Frequency, Range and Coupling
The most important differentiation criteria for RFID systems are the operating frequency of the reader, the physical coupling method and the range of the system. RFID systems are operated at widely differing frequencies, ranging from 135 kHz longwave to 5.8 GHz in the microwave range. Electric, magnetic and electromagnetic fields are used for the physical coupling. Finally, the achievable range of the system varies from a few millimetres to above 15 m.

RFID systems with a very small range, typically in the region of up to 1 cm, are known as closecoupling systems. For operation the transponder must either be inserted into the reader or positioned upon a surface provided for this purpose. Close-coupling systems are coupled using both electric and magnetic fields and can theoretically be operated at any desired frequency between DC and 30 MHz because the operation of the transponder does not rely upon the radiation of fields. The close coupling between data carrier and reader also facilitates the provision of greater amounts of power and so even a microprocessor with nonoptimal power consumption, for example, can be operated. Close-coupling systems are primarily used in applications that are subject to strict security requirements, but do not require a large range. Examples are electronic door locking systems or contactless smart card systems with payment functions. Close coupling transponders are currently used exclusively as ID-1 format contactless smart cards (ISO 10536). However, the role of close coupling systems on the market is becoming less important.

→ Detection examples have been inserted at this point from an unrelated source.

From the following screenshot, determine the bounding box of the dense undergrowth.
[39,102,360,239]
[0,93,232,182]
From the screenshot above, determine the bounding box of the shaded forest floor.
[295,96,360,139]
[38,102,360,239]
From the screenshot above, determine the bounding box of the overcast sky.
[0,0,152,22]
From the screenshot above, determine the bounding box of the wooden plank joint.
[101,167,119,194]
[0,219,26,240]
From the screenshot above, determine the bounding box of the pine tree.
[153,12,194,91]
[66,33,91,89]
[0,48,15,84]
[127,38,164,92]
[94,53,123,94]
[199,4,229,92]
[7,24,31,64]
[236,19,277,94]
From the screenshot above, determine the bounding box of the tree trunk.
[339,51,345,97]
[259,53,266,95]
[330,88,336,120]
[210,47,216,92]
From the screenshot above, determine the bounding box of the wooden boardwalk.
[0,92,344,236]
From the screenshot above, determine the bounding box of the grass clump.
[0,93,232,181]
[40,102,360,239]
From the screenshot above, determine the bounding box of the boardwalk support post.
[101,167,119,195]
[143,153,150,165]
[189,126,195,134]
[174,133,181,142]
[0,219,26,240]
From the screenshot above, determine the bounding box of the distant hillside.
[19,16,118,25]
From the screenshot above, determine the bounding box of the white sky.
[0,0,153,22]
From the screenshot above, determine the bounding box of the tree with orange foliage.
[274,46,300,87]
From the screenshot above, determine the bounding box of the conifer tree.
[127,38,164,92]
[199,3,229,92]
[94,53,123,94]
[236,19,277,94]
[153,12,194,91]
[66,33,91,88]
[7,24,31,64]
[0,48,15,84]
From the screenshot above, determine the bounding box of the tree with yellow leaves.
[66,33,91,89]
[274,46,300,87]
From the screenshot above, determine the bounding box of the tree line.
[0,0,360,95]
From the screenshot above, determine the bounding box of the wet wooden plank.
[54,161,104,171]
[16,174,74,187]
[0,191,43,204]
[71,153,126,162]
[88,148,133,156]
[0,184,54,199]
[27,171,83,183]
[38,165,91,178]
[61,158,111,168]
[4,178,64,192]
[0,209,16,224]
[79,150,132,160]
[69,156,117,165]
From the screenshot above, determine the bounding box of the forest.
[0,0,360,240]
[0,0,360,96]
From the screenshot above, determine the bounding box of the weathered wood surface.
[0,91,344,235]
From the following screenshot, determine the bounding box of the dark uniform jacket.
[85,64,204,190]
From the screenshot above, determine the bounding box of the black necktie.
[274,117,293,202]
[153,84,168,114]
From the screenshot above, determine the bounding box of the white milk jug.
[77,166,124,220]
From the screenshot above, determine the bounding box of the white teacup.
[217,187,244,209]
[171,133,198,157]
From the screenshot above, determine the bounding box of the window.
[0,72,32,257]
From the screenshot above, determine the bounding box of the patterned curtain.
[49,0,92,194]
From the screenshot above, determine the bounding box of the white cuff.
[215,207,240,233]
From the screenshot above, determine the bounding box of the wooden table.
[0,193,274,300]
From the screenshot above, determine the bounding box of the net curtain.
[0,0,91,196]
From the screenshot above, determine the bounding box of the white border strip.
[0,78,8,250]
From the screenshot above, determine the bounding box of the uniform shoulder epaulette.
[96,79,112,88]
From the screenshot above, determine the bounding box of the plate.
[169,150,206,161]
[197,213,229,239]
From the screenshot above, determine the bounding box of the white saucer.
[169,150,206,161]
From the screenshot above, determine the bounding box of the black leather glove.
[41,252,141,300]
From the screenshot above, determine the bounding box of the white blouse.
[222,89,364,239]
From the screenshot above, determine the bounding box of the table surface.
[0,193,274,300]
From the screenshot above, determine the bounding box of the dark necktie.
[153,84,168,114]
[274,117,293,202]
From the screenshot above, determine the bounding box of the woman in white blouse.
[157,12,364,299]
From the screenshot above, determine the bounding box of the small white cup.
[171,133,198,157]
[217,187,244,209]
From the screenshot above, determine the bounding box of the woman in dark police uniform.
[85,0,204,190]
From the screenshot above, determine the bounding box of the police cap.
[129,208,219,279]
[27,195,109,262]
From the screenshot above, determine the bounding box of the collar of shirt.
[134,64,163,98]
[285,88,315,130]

Systems with write and read ranges of up to 1 m are known by the collective term of remote coupling systems. Almost all remote coupled systems are based upon an inductive (magnetic) coupling between reader and transponder. These systems are therefore also known as inductive radio systems. In addition there are also a few systems with capacitive (electric) coupling (Baddeley and Ruiz, 1998). At least 90% of all RFID systems currently sold are inductively coupled systems. For this reason there is now an enormous number of such systems on the market. There is also a series of standards that specify the technical parameters of transponder and reader for various standard applications, such as contactless smart cards, animal identification or industrial automation. These also include proximity coupling (ISO 14443, contactless smart cards)and vicinity coupling systems (ISO 15693, smart label and contactless smart cards). Frequencies below 135 kHz or 13.56 MHz are used as transmission frequencies. Some special applications (e.g. Eurobalise) are also operated at 27.125 MHz.

RFID systems with ranges significantly above 1 m are known as long-range systems. All longrange systems operate using electromagnetic waves in the UHF and microwave range. The vast majority of such systems are also known as backscatter systems due to their physical operating principle. In addition, there are also long-range systems using surface acoustic wave transponders in the microwave range. All these systems are operated at the UHF frequencies of 868 MHz (Europe) and 915 MHz (USA) and at the microwave frequencies of 2.5 GHz and 5.8 GHz. Typical ranges of 3 m can now be achieved using passive (battery-free) backscatter transponders, while ranges of 15 m and above can even be achieved using active (battery-supported) backscatter transponders. The battery of an active transponder, however, never provides the power for data transmission between transponder and reader, but serves exclusively to supply the microchip and for the retention of stored data. The power of the electromagnetic field received from the reader is the only power used for the data transmission between transponder and reader.

In order to avoid reference to a possibly erroneous range figure, this book uses only the terms inductively or capacitively coupled system and microwave system or backscatter system for classification.